Janusz Szewczak zaznaczył, że „za czasów Daniela Obajtka i poprzedniego zarządu były prowadzone wszystkie inwestycje - i stare i nowe - i na wszystko starczało pieniędzy”. - Ponadto były pieniądze na akcje społeczne, na sport. To pokazuje, że był profesjonalizm i dzisiaj podważanie, deprecjonowanie tych efektów jest po prostu głupie i szkodliwe dla akcjonariuszy i dla skarbu państwa.

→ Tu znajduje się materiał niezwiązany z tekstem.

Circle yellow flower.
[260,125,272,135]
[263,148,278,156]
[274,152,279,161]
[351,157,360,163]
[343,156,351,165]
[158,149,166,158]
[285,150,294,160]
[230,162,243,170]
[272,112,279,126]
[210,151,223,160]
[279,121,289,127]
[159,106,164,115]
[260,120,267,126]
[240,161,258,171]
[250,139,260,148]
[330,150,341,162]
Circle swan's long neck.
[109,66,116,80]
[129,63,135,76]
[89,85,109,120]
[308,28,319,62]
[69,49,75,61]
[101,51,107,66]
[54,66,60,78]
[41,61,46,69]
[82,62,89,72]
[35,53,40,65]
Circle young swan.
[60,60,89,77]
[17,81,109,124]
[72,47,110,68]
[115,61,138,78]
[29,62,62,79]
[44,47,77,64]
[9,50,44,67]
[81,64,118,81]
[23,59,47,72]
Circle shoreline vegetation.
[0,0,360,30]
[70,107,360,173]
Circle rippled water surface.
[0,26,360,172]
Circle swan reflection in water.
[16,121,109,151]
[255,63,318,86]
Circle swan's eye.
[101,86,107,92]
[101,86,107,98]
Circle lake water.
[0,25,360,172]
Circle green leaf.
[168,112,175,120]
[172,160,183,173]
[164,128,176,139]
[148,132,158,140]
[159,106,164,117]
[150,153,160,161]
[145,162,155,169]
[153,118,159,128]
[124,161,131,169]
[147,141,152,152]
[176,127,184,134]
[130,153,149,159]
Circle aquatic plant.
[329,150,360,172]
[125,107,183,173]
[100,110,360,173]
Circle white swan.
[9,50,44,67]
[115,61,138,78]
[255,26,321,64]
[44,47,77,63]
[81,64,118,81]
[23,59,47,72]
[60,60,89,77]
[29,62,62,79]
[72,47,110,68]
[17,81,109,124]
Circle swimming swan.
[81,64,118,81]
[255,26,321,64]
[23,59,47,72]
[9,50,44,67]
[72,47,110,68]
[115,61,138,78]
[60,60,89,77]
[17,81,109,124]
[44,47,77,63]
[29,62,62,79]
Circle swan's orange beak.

No chyba, że ktoś chce się pozbyć tej kury znoszącej złote jaja – przekonywał.
Komentując prognozę sformułowaną przez Daniela Obajtka, w której były szef Orlenu nie wykluczył możliwości wkroczenia do spółki syndyka i ewentualnej jej sprzedaży niemieckim firmom, Janusz Szewczak przyznał, że Daniel Obajtek „to jest doświadczony menadżer, więc on wie, co mówi”. - Myśmy już przeżyli te patoprywatyzacje za rządów gdańskich liberałów, a dzisiaj taki jest przy władzy. Lepiej więc dmuchać na zimne i pamiętać, że spółki skarbu państwa, w tym Orlen, oprócz małych i średnich firm są głównym dostarczycielem dochodów do budżetu państwa. A bez tego państwo nie funkcjonuje – podsumował rozmówca Niezalezna.pl.